Footprints in the Sand

'Time will heal' is one of the phrases I have heard most often as a bereaved child. It is also the most inaccurate. People frequently say it to me when I tell them about the accident, or if I am upset. I wish I knew how to explain to them that grief doesn't work like that, it is endless. Time doesn't heal grief, nothing can ever fill the void left by the death of a loved one. It never gets easier, the hole never shrinks but you learn to grow around it. You become strong enough to carry it with you. Not through bravery, but because there is nothing else.

Whilst grief is endless, it is not stationary. Slowly you pick your way through each memory, each lost dream and unfulfilled ambition. Taking each one in your hands, turn it over. Cry for it and scream for it. Grieve for it. And then you move on.

Forever is just an endlessness of 'nows', all strung together. What people who have never been bereaved don't realise is that you only move on in the 'now' that you currently occupy, that with each new stage of life there comes a new beginning to your loss.

And so you move on. And you grieve again, and search through your memories, and if onlys, and regrets. You build yourself up, and grow around the hole which consumes you. Gradually you learn to be strong enough to carry it with you. But then life moves on. It is strange because, despite the relentless pain it results in, I don't resent the cycle of grief. Each time I go through it, I find new glimmers of hope, new futures and horizons. I come back stronger, with more treasures and fragments of myself than I had before. Learning from the cycle teaches me the most powerful lessons I have learned in my life, and it gives me an insight into beautiful things. 

Grief is like the seashore. The tide comes back in and washes away your footprints, but it cannot wash away the knowledge that you were there. Each time new treasures wash up on the shore, and they are yours so long as you create the capacity to receive them. Some people find seashells or driftwood. But when I look in the manes of white horses, I am searching for pebbles.

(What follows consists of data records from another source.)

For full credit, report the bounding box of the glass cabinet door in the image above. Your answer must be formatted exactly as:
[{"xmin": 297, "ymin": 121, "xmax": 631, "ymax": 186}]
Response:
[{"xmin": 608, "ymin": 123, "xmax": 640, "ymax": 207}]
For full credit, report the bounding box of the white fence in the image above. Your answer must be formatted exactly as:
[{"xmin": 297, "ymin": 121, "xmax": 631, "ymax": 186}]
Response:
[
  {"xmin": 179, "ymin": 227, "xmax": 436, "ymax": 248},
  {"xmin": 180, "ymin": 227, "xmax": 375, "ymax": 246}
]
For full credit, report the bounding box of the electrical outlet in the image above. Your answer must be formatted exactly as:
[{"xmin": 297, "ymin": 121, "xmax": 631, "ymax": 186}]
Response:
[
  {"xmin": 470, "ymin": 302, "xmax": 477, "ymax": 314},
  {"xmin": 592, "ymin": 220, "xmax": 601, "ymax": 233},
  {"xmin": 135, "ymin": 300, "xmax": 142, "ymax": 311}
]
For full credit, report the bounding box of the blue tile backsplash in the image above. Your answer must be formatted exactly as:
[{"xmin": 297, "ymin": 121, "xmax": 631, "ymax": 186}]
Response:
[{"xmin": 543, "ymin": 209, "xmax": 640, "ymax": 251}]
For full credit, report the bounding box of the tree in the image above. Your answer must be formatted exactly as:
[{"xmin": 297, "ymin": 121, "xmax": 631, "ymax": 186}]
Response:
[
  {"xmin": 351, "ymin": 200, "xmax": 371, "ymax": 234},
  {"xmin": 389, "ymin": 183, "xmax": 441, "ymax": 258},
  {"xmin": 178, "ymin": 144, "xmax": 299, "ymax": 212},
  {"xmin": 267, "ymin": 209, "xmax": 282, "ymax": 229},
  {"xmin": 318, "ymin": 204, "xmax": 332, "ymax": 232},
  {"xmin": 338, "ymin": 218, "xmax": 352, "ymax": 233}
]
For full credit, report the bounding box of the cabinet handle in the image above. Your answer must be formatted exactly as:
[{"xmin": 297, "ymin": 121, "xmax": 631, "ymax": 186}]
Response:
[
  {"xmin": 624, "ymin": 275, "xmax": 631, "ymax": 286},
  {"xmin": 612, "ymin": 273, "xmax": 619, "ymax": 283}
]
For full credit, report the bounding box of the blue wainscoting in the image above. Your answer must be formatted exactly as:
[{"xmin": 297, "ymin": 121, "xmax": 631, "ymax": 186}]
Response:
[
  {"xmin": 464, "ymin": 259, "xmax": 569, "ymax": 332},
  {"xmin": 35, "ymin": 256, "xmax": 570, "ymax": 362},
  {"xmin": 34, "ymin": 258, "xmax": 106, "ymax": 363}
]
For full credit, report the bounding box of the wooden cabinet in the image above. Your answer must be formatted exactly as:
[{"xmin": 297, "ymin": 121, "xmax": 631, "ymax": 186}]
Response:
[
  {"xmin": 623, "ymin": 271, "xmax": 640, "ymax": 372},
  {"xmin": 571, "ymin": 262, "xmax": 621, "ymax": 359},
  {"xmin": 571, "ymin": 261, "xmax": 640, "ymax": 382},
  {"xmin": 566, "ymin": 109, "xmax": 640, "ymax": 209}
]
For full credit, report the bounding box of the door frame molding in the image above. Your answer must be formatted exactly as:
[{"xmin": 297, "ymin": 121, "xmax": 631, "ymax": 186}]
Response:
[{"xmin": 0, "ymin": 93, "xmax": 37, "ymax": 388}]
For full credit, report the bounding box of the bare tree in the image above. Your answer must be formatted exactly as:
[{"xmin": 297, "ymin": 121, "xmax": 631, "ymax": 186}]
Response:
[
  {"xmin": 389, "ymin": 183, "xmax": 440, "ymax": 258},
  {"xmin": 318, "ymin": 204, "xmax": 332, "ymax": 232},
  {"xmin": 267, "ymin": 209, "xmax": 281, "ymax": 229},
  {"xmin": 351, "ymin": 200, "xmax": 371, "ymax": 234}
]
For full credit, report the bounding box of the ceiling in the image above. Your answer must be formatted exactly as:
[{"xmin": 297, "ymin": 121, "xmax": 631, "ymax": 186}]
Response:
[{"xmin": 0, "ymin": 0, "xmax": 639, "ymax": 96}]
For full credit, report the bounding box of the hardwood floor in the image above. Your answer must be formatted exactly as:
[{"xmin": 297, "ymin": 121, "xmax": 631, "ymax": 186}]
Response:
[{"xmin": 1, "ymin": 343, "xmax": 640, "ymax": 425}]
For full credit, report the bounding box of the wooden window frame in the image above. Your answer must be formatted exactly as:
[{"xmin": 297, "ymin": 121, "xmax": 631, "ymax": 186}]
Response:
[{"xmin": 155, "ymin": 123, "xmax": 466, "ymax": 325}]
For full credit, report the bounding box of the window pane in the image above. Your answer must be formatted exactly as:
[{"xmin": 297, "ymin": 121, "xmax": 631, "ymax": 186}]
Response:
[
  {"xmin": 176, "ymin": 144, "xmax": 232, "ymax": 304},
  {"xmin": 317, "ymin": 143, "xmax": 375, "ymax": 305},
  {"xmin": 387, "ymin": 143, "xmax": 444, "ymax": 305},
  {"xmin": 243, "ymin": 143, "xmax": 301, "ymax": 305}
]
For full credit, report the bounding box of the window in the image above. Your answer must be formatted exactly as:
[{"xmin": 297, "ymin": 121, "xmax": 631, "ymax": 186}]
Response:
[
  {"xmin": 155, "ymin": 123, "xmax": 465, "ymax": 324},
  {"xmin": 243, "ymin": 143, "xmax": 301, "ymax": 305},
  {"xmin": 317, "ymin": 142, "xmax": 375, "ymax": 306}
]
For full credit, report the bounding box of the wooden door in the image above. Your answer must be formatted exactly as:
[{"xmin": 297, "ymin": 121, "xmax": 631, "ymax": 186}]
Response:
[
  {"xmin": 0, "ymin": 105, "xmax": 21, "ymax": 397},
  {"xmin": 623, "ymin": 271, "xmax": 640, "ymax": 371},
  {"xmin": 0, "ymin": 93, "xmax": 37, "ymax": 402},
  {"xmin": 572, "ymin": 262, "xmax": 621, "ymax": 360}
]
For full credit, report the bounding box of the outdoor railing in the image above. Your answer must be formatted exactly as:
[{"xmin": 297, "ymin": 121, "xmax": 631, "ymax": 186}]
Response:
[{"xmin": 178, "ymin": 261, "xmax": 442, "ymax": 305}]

Currently I am at the beginning of the cycle. Looking backwards I see nothing but my own awareness of the places that I have been. Before me lies a beach of the broken dreams of my sister. I no longer try to fix them, they are no less beautiful with the sunlight dancing across the sea water on their surface than they were in Louise's mind. Eventually I will reach the end of this one particular journey, and I know that the sunset at the other end will be breath taking. Beyond that there is a new beginning again, but I no longer fight it. There is no reason to be afraid of the blackness after the sun has gone down. Though the night may seem so very dark, we never doubt that the sun will rise again in the morning.

2 comments:

  1. As ever Sophie, you have an insight beyond your years! You are so right about so many things - I especially like the comment about bravery. People always tell me how brave I am, but bravery has nothing to do with it - I didn't choose this path, it chose me and I simply have to get on with it.xxx

    ReplyDelete
  2. Thank you for sharing your thoughts and feelings Sophie. I expect that there are many bereaved people both young and old who find your writing really resonates with their own experiences. Your writing is powerful honest and very moving. It really gives me pause for thought. You get to the very heart of what it is to be alive and to love.